This paper provides a brief introduction to the storage and manipulation of reflection data in the Clipper C++ libraries for crystallographic computation. The library is designed to make all common calculations quick and convenient. In particular, symmetry is handled automatically without any additional code. The library is extensible to new data types which were not available at the compilation of the libraries.
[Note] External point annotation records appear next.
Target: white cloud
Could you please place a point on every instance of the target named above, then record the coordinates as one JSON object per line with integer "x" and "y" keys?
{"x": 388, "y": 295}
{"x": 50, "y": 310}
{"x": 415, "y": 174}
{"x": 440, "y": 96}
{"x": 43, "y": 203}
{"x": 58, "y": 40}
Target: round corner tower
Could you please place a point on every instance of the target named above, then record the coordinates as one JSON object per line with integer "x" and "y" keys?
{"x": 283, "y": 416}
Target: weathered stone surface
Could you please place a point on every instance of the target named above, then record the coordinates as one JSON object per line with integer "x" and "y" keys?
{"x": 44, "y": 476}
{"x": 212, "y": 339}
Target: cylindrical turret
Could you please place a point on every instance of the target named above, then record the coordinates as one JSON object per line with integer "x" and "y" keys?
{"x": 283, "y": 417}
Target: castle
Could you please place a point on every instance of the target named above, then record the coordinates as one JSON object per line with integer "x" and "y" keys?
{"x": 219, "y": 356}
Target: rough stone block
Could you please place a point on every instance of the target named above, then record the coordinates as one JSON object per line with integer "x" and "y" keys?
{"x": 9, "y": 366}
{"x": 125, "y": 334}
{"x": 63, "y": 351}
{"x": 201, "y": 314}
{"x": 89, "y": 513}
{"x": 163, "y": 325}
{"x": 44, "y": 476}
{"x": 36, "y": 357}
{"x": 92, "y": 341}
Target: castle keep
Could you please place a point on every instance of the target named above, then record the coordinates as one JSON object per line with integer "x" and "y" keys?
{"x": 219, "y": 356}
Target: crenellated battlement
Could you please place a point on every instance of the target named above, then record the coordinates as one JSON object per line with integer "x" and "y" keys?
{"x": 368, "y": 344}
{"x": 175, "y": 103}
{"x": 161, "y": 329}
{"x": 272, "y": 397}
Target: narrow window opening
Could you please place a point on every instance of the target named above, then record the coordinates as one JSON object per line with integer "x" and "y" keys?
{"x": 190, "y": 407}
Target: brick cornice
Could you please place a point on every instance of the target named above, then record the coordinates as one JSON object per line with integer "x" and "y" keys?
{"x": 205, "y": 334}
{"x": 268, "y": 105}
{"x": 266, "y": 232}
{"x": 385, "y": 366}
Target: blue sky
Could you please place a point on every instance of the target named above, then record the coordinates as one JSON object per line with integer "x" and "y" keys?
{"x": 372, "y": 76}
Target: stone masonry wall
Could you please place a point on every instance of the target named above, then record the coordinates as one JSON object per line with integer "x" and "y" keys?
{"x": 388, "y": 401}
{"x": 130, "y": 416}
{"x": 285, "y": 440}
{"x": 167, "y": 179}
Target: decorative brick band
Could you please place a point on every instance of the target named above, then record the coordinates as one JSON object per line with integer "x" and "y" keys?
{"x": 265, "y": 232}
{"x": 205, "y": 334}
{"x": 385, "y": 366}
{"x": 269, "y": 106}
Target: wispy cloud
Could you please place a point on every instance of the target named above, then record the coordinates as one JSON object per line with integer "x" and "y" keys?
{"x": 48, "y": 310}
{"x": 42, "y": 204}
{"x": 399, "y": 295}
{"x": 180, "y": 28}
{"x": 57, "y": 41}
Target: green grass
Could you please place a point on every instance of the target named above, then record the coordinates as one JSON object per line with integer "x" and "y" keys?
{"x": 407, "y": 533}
Understanding HKL_info and HKL_data<>
Storage of reciprocal space data in Clipper involved two objects: HKL_info and HKL_data<>. The first stores a list of reflections (HKLs), and the second stores a list of data of some type for each reflection.
Why is this division made? Because often, many types of data will be stored for the same reflection list, and duplicating the list of reflections for each data list would be wasteful. The relationship of an HKL_info object and several HKL_data<> objects is shown below.
These objects handle all the crystallographic symmetry operations associated with storing data in reciprocal space. To the programmer, the data appears to fill a sphere of reciprocal space. However, only a unique set of data is stored, and any changes to a data values are automatically reflected in the symmetry and Friedel related reflections.
The HKL_info object stores a list of reflections, transformed into a standard reciprocal space asymmetric unit. For example:
The HKL_info object also stores a lookup table, which is used to rapidly determine the location in the list of a given HKL. It also stores lookup tables for the reflection class (HKL_class) and resolution (invresolsq).
The reflection list depends upon the spacegroup (which determines the reciprocal asymmetric unit and systematic absences), the cell parameters, and the resolution limit. Therefore to initialise an HKL_info object, objects of types Spacegroup, Cell and Resolution are passed to the constructor or initialiser.
The data object is not much more than an array of data, but it has a number of special methods to make crystallographic operations on that data more convenient. It is defined as a template class, where the template type is the type of crystallographic information to be stored in the object. It simply stores a list of data of that type, and a pointer to the parent HKL_info object, which defined the HKL for each element in the list. Additionally a pointer to a Cell object is stored, which may optionally be used for the case where different data comes from slight different unit cells (e.g. RT and frozen data). Therefore to initialise an HKL_data object, an HKL_info object and optionally a Cell object are passed to the constructor or initialiser.
Data types typically include several values. Examples include measured X-ray intensity and its standard deviation (I_sigI), structure factor magnitude and phase (F_sigF), and Hendrickson-Lattmann coefficients (ABCD). Data types are derived from a base type (Datatype_base), and should override all the methods of that type. This will allow the data to be automatically transformed about reciprocal space, and imported or exported to a file, as required.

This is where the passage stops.